Dr.BLOG山本院長ドクターブログ

インプラントとニュートン

トルクという言葉をきいたことがあるでしょうか。

歯科インプラントにおいては、トルクという言葉がしょっちゅうでてきます。

トルクとは、ある物体(例えばインプラント)を中心(軸)に、それを回転させる時に、その物体の回転の軸まわりに生じる物体を回転させるちからです。

自動車なら、タイヤをまわすためのちからです。このチカラがつよければ、自動車のタイヤがチカラ強く、はやく回転します。

物体を回転するチカラ、チカラのモーメントの単位をニュートン(N)とよんでいます。

歯科インプラントの場合も基本的には同じです。

インプラントを入れるために顎の骨に穴(歯科用語ではインプラントホール)を開けるとき、その穴の直径は、実際に入れるインプラントの直径より、わずかに小さくします。
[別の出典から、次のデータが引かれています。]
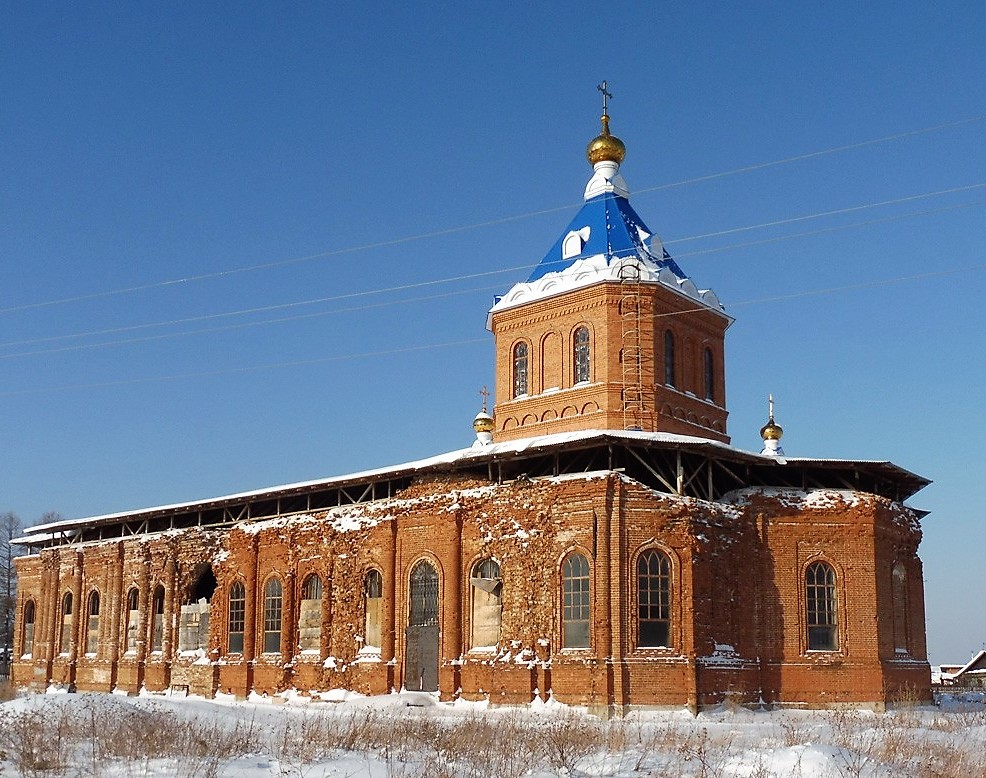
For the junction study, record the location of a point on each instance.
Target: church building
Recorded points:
(600, 542)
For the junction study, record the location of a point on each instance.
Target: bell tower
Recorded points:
(608, 332)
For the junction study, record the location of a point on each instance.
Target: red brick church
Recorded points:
(600, 542)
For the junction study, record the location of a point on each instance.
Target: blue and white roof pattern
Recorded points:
(605, 237)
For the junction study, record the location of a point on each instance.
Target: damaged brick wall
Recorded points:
(737, 598)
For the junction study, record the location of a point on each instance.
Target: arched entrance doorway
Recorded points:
(421, 662)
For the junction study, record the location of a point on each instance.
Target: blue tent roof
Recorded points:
(614, 231)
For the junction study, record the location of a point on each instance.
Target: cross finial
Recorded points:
(606, 94)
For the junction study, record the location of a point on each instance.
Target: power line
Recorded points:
(466, 277)
(243, 369)
(473, 341)
(479, 225)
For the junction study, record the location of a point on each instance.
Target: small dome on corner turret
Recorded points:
(771, 433)
(482, 425)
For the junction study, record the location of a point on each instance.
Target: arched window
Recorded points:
(27, 642)
(310, 614)
(669, 378)
(575, 602)
(710, 376)
(237, 617)
(133, 617)
(92, 625)
(157, 623)
(273, 598)
(821, 607)
(65, 638)
(653, 600)
(373, 608)
(424, 595)
(899, 592)
(581, 354)
(520, 370)
(486, 603)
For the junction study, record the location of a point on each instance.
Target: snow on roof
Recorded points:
(970, 666)
(605, 236)
(462, 456)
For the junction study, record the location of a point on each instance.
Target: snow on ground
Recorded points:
(412, 734)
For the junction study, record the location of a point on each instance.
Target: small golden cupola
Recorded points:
(771, 433)
(482, 425)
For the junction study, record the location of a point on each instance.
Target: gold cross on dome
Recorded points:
(602, 88)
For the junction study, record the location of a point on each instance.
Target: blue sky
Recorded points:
(215, 220)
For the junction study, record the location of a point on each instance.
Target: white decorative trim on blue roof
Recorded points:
(605, 236)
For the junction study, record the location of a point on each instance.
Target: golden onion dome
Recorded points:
(771, 431)
(482, 423)
(606, 147)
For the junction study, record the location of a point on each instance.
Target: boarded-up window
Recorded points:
(580, 356)
(310, 614)
(486, 604)
(133, 619)
(669, 375)
(576, 602)
(373, 600)
(520, 370)
(237, 616)
(157, 624)
(193, 626)
(92, 625)
(273, 593)
(27, 644)
(710, 376)
(65, 638)
(899, 591)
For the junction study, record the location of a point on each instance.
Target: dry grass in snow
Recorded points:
(405, 735)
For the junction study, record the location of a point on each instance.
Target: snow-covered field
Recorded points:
(413, 735)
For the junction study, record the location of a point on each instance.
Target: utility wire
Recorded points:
(473, 341)
(471, 276)
(244, 369)
(479, 225)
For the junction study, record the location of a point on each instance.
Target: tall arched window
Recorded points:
(821, 607)
(653, 600)
(65, 638)
(273, 598)
(486, 603)
(899, 592)
(27, 642)
(373, 608)
(157, 624)
(581, 354)
(310, 614)
(576, 602)
(133, 618)
(424, 595)
(710, 376)
(92, 625)
(237, 617)
(520, 370)
(669, 377)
なぜかというと、例えば、もしインプラントの直径よりわずかに大きな穴を開けて、そこにインプラントを入れようとすれば、インプラントは簡単にその穴に入りますが、手で引っ張れば抜けてしまいます。穴の中で、ガタガタ動く状態となります。

では、インプラントの直径と、穴(インプラントホール)の直径が同じなら、どうなるか?これは、顎の骨の弾力性、硬さにより結果はちがってきます。もし、顎の骨が極度に硬くて、弾力性がまるっきりなければ、インプラントをねじ込もう(インプラントを軸を中心に回転させる)としても、なかなかインプラントは穴に入っていきません。そこに摩擦力が働いて、かなり大きなねじ込むチカラ(インプラントを軸を中心に回転させるチカラ)を必要とします。これはあくまでも、顎の骨がきわめて、硬い場合です。顎の骨は、歯科関係者以外の人は、硬いと思っておられるかたが多いかもしれませんが、実際には、ほとんどの場合硬くありません、口腔粘膜にくっついている骨表面は、皮質骨(ひしつこつ)という硬めの骨でできていますが、皮質骨は厚くはありません。上顎の奥歯の部分では、1ミリぐらいです。その皮質骨の中にある骨は、海面骨(かいめんこつ)と言われている部分です。非常に柔らかい骨です。私にとっては、発泡スチロールと同じくらいではないかと思われるようなところもあります。

また、インプラントホール(穴)の直径をインプラントの直径と同じにする条件下で、普通の、硬さの顎の骨の場合、インプラントを回転させながら、穴に入れる時、抵抗なくはいっていき、つまり、ズボズボの状態で入っていき、引っ張れば抜けてしまいます。

従って、インプラントホールの直径は、普通は、インプラントの直径より少し小さくします。また、インプラントホールを作るとき(ドリルで顎の骨をけずり、穴をあけるとき)に、普通はドリルがわずかにブレますので、この意味でも、インプラントホールの直径は、インプラントの直径より少し小さくしようとすることが、必要です。

3.75ミリの直径のインプラントを入れる場合、下顎の場合、3.25ミリの直径のドリルで骨に穴をあけます。上顎の場合は、時には(骨が柔らかい場合は)2.80ミリの直径のドリルで穴をあけます。

インプラントを顎の骨に入れ終わったあと、どれぐらいの回転するチカラ(モーメント)をくわえても、インプラントと、その骨の嵌合力、摩擦力によって、抵抗して、回転せずに頑張っておれるというチカラが意味をもちます。理想的には、30N(ニュートン)が必要だとされています。(インプラントが骨のなかで動くと、インプラントと骨が細胞レベルでくっつきません、オッセオインテグレーションしません)

インプラント埋入の時に30Nのちからで、骨にくっついていても、最初は、時間の経過とともに、その数値は低くなってきます。それは、インプラントのまわりで、骨の細胞の破壊、が起き、それに続いて、骨の再生がおきます。骨のモデリング、再モデリングとか、いろいろなことばで呼んでいます。

最終的には、細胞レベルで、インプラントのまわりに、骨ができて、(インプラント用語では、オッセオインテグレーションした)これで、安定した状態となります。

ここで、上部構造のための型を取る段階になります。